Manuka Honey & Rose Mhalabya
Creamy, fragrant and easy to prepare, this beautiful rose-scented pudding has a secret superfood ingredient - Capilano Active Manuka Honey!
3 cups full-cream milk
3/4 cup thickened cream (heavy whipping cream)
1/4 cup Capilano Active Manuka Honey
1/2 cup cornflour or rice flour
1/4 teaspoon ground cardamom
2 teaspoons orange blossom water
1/2 cup caster sugar
1/4 cup rose water
1/4 cup water
2 tsp corn flour
Pink food colouring
10g unsalted butter
100g unsalted pistachios finely chopped
1 tablespoon caster sugar
Prepare rose syrup by combining sugar, rosewater, water, and corn flour in a small saucepan over medium heat. Stirring constantly, bring to the boil, then lower heat to a simmer and cook until the mixture is reduced by half (approx. 5 minutes).

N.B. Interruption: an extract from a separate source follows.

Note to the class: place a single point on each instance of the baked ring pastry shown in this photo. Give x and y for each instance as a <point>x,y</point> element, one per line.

Remove from heat, add pink food colouring to desired shade and stir well. Set aside to cool.
Combine milk, Capilano Active Manuka Honey, cream, and cornflour in a saucepan, whisk (off the heat) until well combined and dissolved.

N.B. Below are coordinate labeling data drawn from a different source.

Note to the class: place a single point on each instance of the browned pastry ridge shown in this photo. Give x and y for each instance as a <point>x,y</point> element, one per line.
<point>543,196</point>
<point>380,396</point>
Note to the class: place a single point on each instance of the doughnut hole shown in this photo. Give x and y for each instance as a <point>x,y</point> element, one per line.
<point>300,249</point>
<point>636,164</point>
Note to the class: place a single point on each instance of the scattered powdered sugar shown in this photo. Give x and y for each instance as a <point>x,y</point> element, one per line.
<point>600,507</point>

On medium heat and whisking constantly, bring mixture to a boil. Reduce heat and simmer until mixture thickens and coats the back of the spoon (approx. 6-8 minutes).

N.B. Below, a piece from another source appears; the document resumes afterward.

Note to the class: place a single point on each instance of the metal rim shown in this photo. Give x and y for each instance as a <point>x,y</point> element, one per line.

Remove from heat and add cardamom and orange blossom water, stirring to combine. Set aside to cool for 5 minutes, then pour into 4 large or 6 small serving glasses or pudding moulds. Cover with cling wrap and chill for 30 minutes.
Just prior to serving, melt butter in a small frypan and add the pistachios. Toss in the butter until pistachios toast and become fragrant, then add the sugar and stir until the mixture is lightly caramelized. Remove from heat and set aside until ready to serve.
To assemble, either remove pudding from moulds by gently inverting and tapping or leave as-is in glasses. Gently spoon rose syrup over the top and finish with pistachio crumble.